On top of other challenges health care systems have faced as Iowa begins to emerge from the coronavirus pandemic, leaders at area hospitals say they are grappling not only with workforce shortages but also with what it means to support a health care team that has been traumatized by COVID-19 over the past year.
Chief executive officers from the hospitals in Cedar Rapids and Iowa City said this week one of their biggest concerns as their systems plan for a post-pandemic future is helping their health care providers cope with lingering stress and burnout, even as recruitment and staffing remain a challenge.
For nearly a year, front line health care workers across Iowa have cared for thousands infected with the novel coronavirus, which at times threatened to overwhelm hospitals. They worked long hours, while oftentimes putting themselves at risk for infection — an experience that is “not different from going through a war,” University of Iowa Hospitals and Clinics CEO Suresh Gunasekaran said.
Even with the COVID-19 vaccines slowly making their way into arms, Gunasekaran said many of his providers say they don’t see the shot as a light at the end of the tunnel because they still are caring for patients with the virus.
“They are still living in it,” Gunasekaran said during a panel sponsored by the Corridor Business Journal.
The hospital executives said they all are working to understand how they can better support their staff in the coming weeks and days.
Though it’s been a long-standing issue across the state, the pandemic has illustrated how dire the health care workforce shortages are for area hospitals. This has forced officials to think more broadly on how they would solidify the workforce, including nurses, physicians and other qualified positions.
“It’s not a bed shortage, it’s a staff shortage,” said Tim Charles, CEO of Mercy Medical Center in Cedar Rapids. “We had plenty of beds, but the challenge was having enough staff to help address patients in those beds.”
To cope, Mercy Medical Center relied on traveling nurses to address gaps in staffing, which cost $120 per hour per nurse, Charles said.
Another challenge that has faced hospitals has been the inconsistency of communication among local, state and federal partners, said Michelle Niermann, CEO of UnityPoint Health-Cedar Rapids.
That’s still the case for other policies announced by state leaders, such as the online COVID-19 vaccination scheduling system, which will be created by Microsoft, that state public health officials plan to implement in the coming weeks.
Area hospitals say they have not received much information about the new system from state officials, and add they have questions on how that statewide system will interface with their electronic medical record systems and online platforms they currently are using to sign up patients for appointments.
“It’s a mystery to me how that will all come together,” Niermann said.
Hospitals in the Corridor, as well as many health care providers across the state, are at the forefront of the COVID-19 vaccination effort, which kicked off in December.
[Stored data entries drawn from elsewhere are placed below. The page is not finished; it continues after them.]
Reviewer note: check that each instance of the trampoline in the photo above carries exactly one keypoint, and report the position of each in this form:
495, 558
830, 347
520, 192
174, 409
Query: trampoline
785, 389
State vaccination guidelines opened at the beginning of this month to a wider subset of the population under Phase 1B.
However, the rollout is going slowly, according to area health care systems, who say they can vaccinate at a higher rate but are limited by the current supply.
“For those of us on the front line, we’re definitely experiencing a shortage,” Gunasekaran said.
“We can vaccinate more patients than what we’re being provided vaccines for. That puts us in the difficult position of deciding who we vaccinate.”